Comprehensive analysis of cuproptosis-related long noncoding RNA immune infiltration and prediction of prognosis in patients with bladder cancer

Front Genet. 2022 Sep 14:13:990326. doi: 10.3389/fgene.2022.990326. eCollection 2022.

Abstract

Background: Bladder cancer (BCa), among the world's most common malignant tumors in the urinary system, has a high morbidity and mortality. Though cuproptosis is a new type of cell death mediated by lipoylated tricarboxylic acid (TCA) cycle proteins, the role of cuproptosis-related long noncoding RNAs (crlncRNAs) in bladder tumors awaits further elucidation. In this paper, we tried to explore how important crlncRNAs are for BCa.
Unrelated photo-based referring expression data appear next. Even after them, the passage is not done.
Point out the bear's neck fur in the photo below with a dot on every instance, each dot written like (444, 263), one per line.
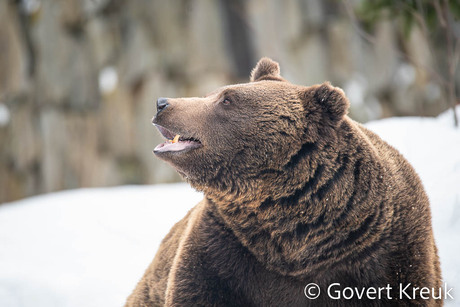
(333, 214)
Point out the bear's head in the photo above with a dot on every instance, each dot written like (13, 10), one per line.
(240, 137)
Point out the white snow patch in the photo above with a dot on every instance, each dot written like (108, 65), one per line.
(86, 247)
(90, 247)
(108, 80)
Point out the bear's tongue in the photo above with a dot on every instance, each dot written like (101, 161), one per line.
(175, 145)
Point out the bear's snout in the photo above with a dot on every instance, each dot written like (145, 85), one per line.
(162, 103)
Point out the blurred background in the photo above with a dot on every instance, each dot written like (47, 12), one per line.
(79, 78)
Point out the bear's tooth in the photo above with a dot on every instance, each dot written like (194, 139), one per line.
(176, 138)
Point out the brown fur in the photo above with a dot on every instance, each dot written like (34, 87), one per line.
(295, 192)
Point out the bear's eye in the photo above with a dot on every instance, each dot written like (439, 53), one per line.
(226, 101)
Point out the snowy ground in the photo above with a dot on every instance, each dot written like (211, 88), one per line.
(89, 247)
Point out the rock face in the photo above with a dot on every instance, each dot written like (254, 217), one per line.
(78, 79)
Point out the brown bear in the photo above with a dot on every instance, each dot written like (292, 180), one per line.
(296, 193)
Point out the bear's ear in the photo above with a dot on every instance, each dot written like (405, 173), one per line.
(331, 100)
(266, 69)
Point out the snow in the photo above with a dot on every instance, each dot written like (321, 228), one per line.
(90, 247)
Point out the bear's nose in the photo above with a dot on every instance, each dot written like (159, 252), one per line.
(162, 103)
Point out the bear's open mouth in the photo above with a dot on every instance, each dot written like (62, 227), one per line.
(175, 142)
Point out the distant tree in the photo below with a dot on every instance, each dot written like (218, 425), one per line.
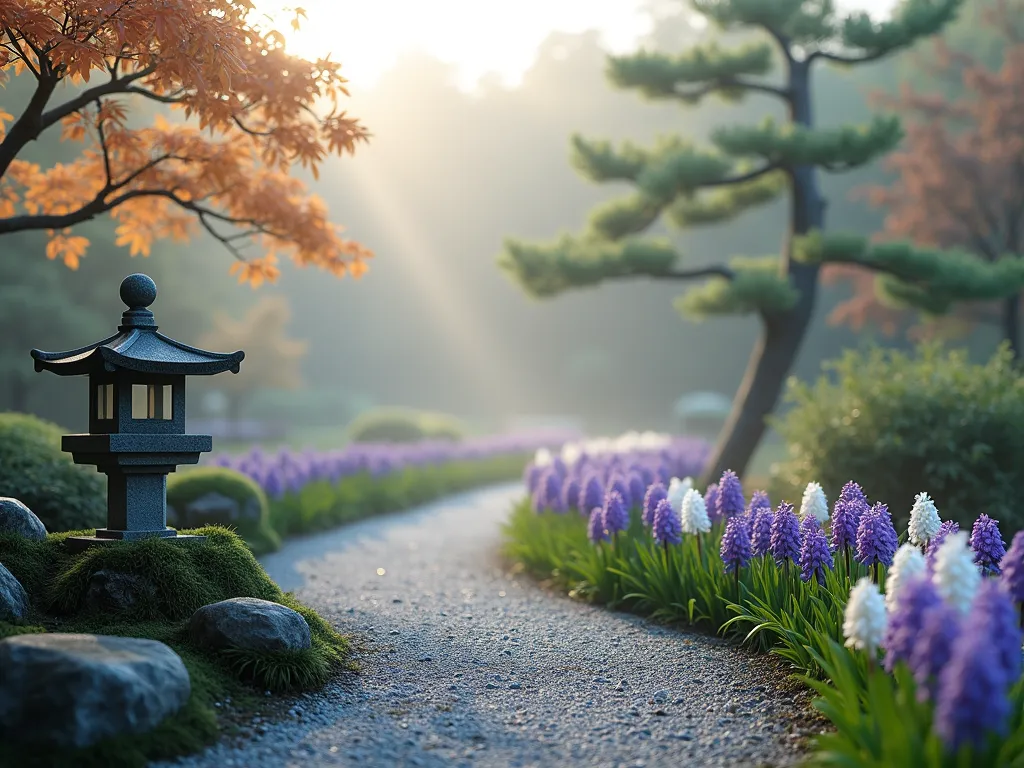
(254, 116)
(960, 184)
(272, 359)
(748, 167)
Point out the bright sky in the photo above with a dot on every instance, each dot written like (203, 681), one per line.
(478, 36)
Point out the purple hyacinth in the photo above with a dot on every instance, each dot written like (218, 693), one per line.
(759, 500)
(785, 535)
(947, 527)
(848, 510)
(916, 598)
(668, 526)
(993, 607)
(972, 699)
(570, 493)
(986, 541)
(620, 485)
(730, 502)
(616, 514)
(815, 557)
(711, 502)
(939, 629)
(595, 528)
(761, 530)
(591, 494)
(552, 484)
(655, 494)
(637, 488)
(735, 549)
(1012, 567)
(877, 539)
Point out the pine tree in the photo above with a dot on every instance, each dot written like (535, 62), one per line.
(745, 167)
(960, 181)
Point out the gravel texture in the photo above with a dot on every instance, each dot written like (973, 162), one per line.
(466, 663)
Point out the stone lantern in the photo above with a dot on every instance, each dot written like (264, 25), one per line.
(136, 415)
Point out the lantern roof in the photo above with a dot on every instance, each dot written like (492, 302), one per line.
(137, 345)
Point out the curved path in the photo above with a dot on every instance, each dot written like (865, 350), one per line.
(465, 664)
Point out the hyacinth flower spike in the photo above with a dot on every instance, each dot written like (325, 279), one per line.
(693, 518)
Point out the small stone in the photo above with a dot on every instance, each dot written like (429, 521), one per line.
(13, 598)
(16, 518)
(74, 690)
(250, 624)
(114, 592)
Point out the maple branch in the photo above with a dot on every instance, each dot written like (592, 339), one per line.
(115, 85)
(102, 143)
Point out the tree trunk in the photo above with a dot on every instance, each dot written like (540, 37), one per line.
(18, 394)
(1012, 325)
(782, 333)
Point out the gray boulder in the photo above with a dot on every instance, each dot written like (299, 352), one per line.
(75, 690)
(13, 598)
(112, 591)
(16, 518)
(212, 509)
(248, 624)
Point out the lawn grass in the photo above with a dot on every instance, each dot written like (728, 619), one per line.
(184, 578)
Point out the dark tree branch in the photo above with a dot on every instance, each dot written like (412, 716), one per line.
(727, 83)
(716, 270)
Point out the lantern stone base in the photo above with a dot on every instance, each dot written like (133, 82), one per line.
(103, 537)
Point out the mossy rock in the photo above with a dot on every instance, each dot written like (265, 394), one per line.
(185, 577)
(251, 519)
(34, 470)
(403, 425)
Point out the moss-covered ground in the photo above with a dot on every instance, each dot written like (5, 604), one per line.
(184, 577)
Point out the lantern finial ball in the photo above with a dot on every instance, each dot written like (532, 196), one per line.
(138, 291)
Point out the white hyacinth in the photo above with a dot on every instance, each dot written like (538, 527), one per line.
(693, 513)
(543, 458)
(814, 503)
(677, 489)
(955, 577)
(925, 520)
(864, 623)
(907, 563)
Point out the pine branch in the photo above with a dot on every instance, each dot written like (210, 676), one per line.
(545, 269)
(930, 280)
(710, 69)
(727, 203)
(859, 39)
(792, 145)
(758, 285)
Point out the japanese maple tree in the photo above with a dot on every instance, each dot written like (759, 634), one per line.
(960, 183)
(251, 113)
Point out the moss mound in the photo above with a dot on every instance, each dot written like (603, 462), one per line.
(253, 523)
(184, 578)
(34, 470)
(403, 425)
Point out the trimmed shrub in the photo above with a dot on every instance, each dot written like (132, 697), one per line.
(905, 423)
(252, 519)
(37, 472)
(402, 425)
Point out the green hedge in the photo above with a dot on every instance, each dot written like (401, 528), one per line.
(253, 519)
(905, 423)
(403, 425)
(37, 472)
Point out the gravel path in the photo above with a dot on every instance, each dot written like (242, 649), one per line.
(465, 664)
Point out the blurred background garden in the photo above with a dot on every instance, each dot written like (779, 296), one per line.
(437, 343)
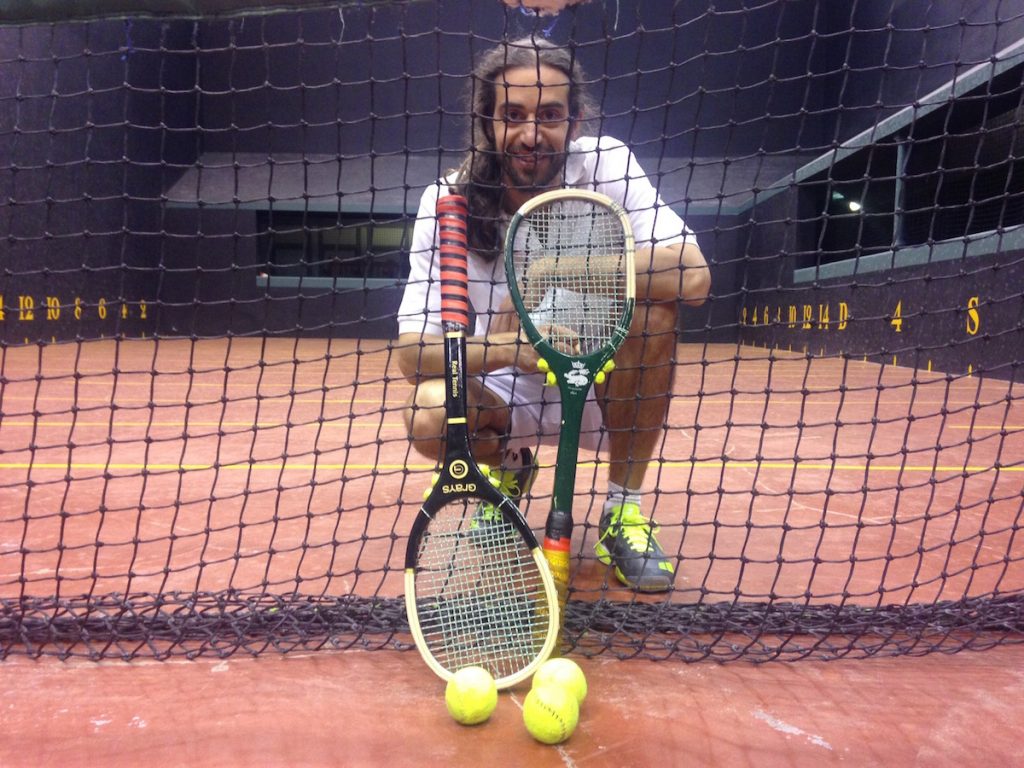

Methods: The crlncRNAs were first obtained through Pearson correlation analysis of the RNA-seq data and corresponding clinical data downloaded from The Cancer Genome Atlas (TCGA). Then, three lncRNAs were acquired by Cox regression and Lasso regression to build a prognostic model of crlncRNAs for verification. In the meantime, clinicopathological correlation analysis, Kyoto Encyclopedia of Genes and Genomes (KEGG) enrichment analysis, principal component analysis (PCA), immunoassay, and half-maximal inhibitory concentration prediction (IC50) were carried out. Then, an entire tumor was classified into two clusters by crlncRNA expression to further discuss the differences in prognosis, immune status and drug susceptibility among different subgroups. Results: We obtained a total of 152 crlncRNAs and built a risk model for screened crlncRNAs. We validated the model and found that calibration charts feature a high consistency in verifying nomogram prediction. Receiver operating characteristic (ROC) curve and univariate and multivariate Cox regression suggested that this model can be applied as an independent prognostic factor of bladder cancer due to its high accuracy. According to KEGG analysis, high-risk groups were enriched in cancer and immune-related pathways. During tumor immunoassay, noticeable differences were observed in both immune infiltration and checkpoints between high- and low-risk patients. Of the two subgroups divided among patients by consensus clustering, cluster 2 had a better prognosis, whereas cluster 1 had higher immunoreactivity scores, more immune cell infiltrations and immune checkpoint expressions, and different sensitivities to drugs. Conclusion: The research findings demonstrate that crlncRNAs can be used to predict the prognosis and immune microenvironment of patients suffering from BCa, and differentiate between BCa subgroups to improve the individual therapy of BCa.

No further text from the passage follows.